ぽんぽんと続いていた会話が途切れ、変な沈黙が下りた。居心地が悪くなって、玲乃は座布団の上でお尻をもぞもぞ動かしたけれど、浦原は何とも感じていないみたいだった。玲乃とは作りの違う、ごつごつして頑丈そうな指が、備前焼の湯呑みをくすぐるように撫でている。その手つきを見ていると、なんだか胸の奥がむずがゆくなってきて、玲乃はパッと目を逸らした。
「そういえば、」
体ごと横を向いていた浦原が、卓袱台に片腕を乗せて玲乃の方を向いた。距離が詰まって、思わず逃げるように姿勢を正してしまう。
「——新しいお家には慣れました?」
玲乃はすぐには答えられず、「えーと」と口ごもった。
「だ・だいぶ……」
「随分年季の入ったお家らしいスけど、困ったこととかありませんか?」
「うーん、特には……」
玲乃は曖昧に笑った。最近は芝生を踏み荒らす庭小人に悩まされているところだが、それを浦原に言うわけにはいかなかった。

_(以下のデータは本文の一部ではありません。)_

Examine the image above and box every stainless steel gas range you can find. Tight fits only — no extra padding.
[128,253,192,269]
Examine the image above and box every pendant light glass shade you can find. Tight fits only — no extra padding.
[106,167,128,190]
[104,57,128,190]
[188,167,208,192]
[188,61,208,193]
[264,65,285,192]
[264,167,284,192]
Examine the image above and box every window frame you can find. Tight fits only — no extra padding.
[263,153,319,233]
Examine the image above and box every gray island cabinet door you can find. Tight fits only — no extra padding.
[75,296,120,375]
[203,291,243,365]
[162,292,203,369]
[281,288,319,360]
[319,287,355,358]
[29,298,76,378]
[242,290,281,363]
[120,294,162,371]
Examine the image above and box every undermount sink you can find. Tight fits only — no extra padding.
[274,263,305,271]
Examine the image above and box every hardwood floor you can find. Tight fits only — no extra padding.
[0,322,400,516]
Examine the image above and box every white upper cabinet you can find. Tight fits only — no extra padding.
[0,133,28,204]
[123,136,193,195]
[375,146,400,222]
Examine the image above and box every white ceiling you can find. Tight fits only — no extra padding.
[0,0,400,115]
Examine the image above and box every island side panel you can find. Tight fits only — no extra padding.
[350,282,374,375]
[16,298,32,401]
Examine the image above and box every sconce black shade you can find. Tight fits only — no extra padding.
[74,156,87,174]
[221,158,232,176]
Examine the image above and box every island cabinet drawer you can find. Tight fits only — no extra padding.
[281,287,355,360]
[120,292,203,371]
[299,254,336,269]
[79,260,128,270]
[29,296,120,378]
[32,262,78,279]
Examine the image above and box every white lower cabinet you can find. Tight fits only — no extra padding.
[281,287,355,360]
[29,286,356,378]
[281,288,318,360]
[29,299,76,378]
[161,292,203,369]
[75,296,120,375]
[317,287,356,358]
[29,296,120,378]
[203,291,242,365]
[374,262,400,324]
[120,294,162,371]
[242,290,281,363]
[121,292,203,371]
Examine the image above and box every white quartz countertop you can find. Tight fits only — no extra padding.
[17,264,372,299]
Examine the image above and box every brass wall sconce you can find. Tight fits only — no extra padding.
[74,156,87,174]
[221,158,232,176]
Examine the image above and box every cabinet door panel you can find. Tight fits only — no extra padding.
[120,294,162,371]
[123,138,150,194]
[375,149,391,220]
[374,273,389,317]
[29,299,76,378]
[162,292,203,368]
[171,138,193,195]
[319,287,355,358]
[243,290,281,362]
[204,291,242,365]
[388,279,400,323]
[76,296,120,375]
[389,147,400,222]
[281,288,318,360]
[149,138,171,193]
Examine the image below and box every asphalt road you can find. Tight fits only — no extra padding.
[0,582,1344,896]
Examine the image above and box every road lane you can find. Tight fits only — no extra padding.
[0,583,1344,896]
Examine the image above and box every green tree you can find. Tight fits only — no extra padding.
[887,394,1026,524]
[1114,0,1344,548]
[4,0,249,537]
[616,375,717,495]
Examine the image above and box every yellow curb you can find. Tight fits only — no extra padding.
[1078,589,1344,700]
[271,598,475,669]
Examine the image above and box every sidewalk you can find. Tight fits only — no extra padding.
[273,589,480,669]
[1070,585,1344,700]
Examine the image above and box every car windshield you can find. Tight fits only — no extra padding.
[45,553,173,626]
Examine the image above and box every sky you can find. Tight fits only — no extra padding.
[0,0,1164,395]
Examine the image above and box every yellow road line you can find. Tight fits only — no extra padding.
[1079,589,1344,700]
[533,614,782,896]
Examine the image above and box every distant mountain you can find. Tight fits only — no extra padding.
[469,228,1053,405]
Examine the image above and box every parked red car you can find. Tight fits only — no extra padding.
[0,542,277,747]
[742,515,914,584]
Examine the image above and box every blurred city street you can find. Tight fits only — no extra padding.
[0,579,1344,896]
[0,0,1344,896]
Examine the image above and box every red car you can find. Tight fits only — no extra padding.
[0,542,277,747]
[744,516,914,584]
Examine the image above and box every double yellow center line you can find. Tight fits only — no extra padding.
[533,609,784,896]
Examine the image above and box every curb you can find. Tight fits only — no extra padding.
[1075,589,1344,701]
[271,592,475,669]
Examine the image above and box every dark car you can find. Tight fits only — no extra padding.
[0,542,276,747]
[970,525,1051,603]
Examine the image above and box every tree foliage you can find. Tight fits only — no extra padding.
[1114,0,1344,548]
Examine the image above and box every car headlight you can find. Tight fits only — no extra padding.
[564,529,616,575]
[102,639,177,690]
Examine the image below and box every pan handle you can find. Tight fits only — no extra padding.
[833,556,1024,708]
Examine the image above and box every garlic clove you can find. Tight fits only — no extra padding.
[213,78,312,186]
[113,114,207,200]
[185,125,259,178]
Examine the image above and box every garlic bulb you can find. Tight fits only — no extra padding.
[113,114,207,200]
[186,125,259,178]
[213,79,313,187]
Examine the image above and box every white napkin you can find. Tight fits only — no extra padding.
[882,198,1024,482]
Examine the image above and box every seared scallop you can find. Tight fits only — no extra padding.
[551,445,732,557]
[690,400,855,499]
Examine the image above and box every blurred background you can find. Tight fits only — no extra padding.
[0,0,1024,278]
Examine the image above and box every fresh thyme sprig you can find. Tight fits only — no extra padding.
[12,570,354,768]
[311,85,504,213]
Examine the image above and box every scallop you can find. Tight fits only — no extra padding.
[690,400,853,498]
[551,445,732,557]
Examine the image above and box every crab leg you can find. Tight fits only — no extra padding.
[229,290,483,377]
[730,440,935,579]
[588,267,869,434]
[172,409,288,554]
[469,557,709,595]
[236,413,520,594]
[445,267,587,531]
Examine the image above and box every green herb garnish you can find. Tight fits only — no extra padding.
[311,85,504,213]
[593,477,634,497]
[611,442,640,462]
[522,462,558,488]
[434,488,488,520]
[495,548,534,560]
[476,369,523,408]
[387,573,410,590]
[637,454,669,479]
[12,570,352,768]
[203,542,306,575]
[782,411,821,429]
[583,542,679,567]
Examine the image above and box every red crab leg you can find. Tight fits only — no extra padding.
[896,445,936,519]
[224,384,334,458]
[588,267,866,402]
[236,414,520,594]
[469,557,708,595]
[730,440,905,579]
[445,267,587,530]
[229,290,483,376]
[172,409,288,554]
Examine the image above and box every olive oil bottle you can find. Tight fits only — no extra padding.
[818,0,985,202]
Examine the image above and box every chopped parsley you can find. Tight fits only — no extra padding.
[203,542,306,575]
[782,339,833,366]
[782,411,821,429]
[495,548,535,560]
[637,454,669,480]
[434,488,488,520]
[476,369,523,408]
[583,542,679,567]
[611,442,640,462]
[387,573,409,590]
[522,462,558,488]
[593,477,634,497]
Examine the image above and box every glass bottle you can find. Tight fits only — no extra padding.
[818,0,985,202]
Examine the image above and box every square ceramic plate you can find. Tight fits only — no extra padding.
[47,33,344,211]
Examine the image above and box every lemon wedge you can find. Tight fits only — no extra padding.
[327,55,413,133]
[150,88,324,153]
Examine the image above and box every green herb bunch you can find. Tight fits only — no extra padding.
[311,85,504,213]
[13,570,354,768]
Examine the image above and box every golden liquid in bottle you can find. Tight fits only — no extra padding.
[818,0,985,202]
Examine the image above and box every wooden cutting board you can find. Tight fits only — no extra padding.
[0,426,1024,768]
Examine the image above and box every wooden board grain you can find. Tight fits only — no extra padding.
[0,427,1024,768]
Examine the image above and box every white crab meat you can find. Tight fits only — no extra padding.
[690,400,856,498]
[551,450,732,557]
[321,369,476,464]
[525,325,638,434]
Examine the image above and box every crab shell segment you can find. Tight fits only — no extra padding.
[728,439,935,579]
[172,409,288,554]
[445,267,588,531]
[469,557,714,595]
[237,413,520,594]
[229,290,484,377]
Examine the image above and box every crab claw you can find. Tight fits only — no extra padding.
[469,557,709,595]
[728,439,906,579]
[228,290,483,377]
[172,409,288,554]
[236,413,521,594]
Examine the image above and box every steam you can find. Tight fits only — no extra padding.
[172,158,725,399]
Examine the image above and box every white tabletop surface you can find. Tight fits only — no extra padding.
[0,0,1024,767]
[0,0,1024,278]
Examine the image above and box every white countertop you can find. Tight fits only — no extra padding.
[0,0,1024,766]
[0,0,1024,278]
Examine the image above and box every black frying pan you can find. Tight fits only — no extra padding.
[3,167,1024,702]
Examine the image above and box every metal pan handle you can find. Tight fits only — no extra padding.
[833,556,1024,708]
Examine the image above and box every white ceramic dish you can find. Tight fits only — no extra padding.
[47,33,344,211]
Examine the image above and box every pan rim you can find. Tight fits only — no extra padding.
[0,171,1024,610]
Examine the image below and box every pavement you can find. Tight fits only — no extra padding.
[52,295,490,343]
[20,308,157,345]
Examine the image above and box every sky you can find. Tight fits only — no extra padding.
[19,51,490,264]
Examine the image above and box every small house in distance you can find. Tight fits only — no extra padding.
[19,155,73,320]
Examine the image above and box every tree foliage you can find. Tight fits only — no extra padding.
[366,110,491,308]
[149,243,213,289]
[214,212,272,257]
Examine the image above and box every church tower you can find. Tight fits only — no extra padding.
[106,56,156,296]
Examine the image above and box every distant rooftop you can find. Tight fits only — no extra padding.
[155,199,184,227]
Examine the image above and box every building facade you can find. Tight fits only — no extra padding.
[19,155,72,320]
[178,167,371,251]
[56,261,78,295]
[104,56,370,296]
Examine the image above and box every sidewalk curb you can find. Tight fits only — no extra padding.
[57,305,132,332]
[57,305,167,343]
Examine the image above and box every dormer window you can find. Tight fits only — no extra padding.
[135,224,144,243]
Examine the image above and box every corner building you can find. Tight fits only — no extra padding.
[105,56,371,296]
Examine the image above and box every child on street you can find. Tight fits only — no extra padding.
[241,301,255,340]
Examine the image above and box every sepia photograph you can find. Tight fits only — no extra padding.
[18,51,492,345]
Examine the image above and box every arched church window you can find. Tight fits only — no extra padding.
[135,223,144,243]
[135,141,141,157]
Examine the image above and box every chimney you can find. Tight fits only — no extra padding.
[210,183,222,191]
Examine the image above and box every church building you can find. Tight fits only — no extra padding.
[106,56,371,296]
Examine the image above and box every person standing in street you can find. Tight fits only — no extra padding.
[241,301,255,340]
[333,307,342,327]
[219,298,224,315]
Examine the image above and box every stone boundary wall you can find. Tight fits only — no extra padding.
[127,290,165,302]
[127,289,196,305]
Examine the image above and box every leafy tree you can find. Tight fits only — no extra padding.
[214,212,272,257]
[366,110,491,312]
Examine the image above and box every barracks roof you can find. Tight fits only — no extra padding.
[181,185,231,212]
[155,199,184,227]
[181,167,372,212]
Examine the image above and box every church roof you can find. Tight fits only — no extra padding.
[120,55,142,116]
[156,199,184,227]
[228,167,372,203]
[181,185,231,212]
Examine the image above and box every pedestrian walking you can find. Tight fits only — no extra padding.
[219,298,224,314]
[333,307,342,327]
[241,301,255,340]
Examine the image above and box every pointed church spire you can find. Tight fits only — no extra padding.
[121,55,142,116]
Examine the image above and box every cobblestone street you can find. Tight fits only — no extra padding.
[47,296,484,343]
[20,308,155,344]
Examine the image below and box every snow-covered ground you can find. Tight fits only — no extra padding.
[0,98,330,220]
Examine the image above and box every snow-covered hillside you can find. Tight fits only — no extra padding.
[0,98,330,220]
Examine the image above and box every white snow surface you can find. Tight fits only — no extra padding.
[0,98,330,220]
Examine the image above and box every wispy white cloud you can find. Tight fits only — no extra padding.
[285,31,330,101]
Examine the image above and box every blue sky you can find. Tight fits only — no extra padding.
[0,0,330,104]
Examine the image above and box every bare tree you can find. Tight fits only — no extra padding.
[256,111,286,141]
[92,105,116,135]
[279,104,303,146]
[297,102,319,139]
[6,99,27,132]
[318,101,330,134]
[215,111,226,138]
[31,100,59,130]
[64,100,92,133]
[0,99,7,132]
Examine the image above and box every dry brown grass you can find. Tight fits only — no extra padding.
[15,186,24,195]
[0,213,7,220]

「……ちょっと埃っぽいけど、お部屋がたくさんあっていいです」
「はァ〜そうなんスか。まあ、広さはありそうですもんね〜あのお屋敷」
「は・はい。三階から綺麗な夕陽も見えますし…」
「…………」
浦原は何を思ったか少しだけ押し黙って、それから「なるほど」と相槌を打った。
「何かお困りでしたら気兼ねなく言ってくださいね。すぐに飛んでいきますよ!——近所のよしみですから」
「ありがとう…、ございます…」
それが親切なのか、下心なのか、はたまた別の含みがあるのか、玲乃には判別がつかなかった。
「三階……ねェ…」
パチンと閉じた扇子で、首の付け根を叩く。短いスカートをひらひらさせて帰っていく少女の後ろ姿が、オレンジ色に染まった『幽霊屋敷』の中に消えていくのを見届ける。